[pypy-dev] Interest in GSoC project: UTF-8 internal unicode storage

Tue Mar 8 10:16:21 EST 2016

Hi hubo,

On 7 March 2016 at 13:49, hubo <hubo at jiedaibao.com> wrote:
> I think in Python 3.x, u'\ud805\udc09' is not another format of
> u'\U00011409', it is just an illegal unicode string. It also raises
> UnicodeEncodeError if you try to encode it into UTF-8. The problem is that
> it is legal to define and use these strings. If PyPy uses UTF-8 or UTF-16 as
> the internal storage format, I don't think it is possible to keep these
> details same as CPython, but it should be acceptable.

We're good at keeping obscure details the same as CPython.  It's only
a matter of adding the correct checks on top of the encode() and
decode() methods, independently of the underlying representation.

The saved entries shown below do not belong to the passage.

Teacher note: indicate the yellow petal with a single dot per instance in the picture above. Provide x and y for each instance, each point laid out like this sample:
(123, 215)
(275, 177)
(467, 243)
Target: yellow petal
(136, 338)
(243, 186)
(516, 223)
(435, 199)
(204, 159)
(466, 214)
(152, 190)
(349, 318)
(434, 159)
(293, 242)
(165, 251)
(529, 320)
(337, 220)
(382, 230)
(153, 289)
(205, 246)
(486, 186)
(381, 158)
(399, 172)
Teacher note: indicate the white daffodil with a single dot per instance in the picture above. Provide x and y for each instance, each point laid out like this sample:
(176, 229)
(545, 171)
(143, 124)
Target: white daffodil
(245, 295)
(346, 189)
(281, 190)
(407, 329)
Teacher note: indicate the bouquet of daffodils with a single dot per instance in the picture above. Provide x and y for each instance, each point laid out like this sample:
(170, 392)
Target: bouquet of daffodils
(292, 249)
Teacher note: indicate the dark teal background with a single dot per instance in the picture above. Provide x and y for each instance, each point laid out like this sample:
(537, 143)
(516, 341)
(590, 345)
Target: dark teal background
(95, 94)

In this case, because we can consider the length-1 unicode string
u'\ud805', then we have to internally represent it somehow, and the
natural way would be to represent it as the 3 bytes '\xed\xa0\x85'.
So for u'\ud805\udc09' we use 6 bytes.  Strictly speaking, we're thus
not using utf-8 internally, but
"utf-8-without-extra-consistency-checks".  In Python 2,
u'\ud805\udc09'.decode('utf-8') returns '\xf0\x91\x90\x89', i.e. a
single code point of 4 bytes.  This means that calling
``decode('utf-8')`` has to check for surrogates, and do something more
complicated on Python 2.x (or complain on Python 3.x).  In other
words, neither ``decode('utf-8')`` nor ``encode('utf-8')`` can be
no-ops.  Decoding and encoding need to check the data, and might
actually need to make a copy in corner cases, but not in the vast
majority of cases.

This is all focused on the web and generally Linux approach of "utf-8
everywhere".  For Windows, the story is more complicated.  CPython 2.x
uses UTF-16, like the Windows API.  However, the recent CPython 3.x
moved anyway towards a variable-encoding model of UCS-4 (==UTF-32).
If you are on a recent CPython 3.x and build a unicode object with a
large codepoint, and then call the Windows API with it, it will need
anyway to convert it to UTF-16 dynamically, as far as I can
tell---i.e. convert from UCS-4 to UTF-16.  In the proposal that is
discussed here, it would instead have to convert from
utf-8-without-extra-consistency-checks to UTF-16 in that situation.

There are definitely trade-offs to explore, but I doubt that we can
fully explore these trade-offs without actually trying it out.

A bientôt,

Armin.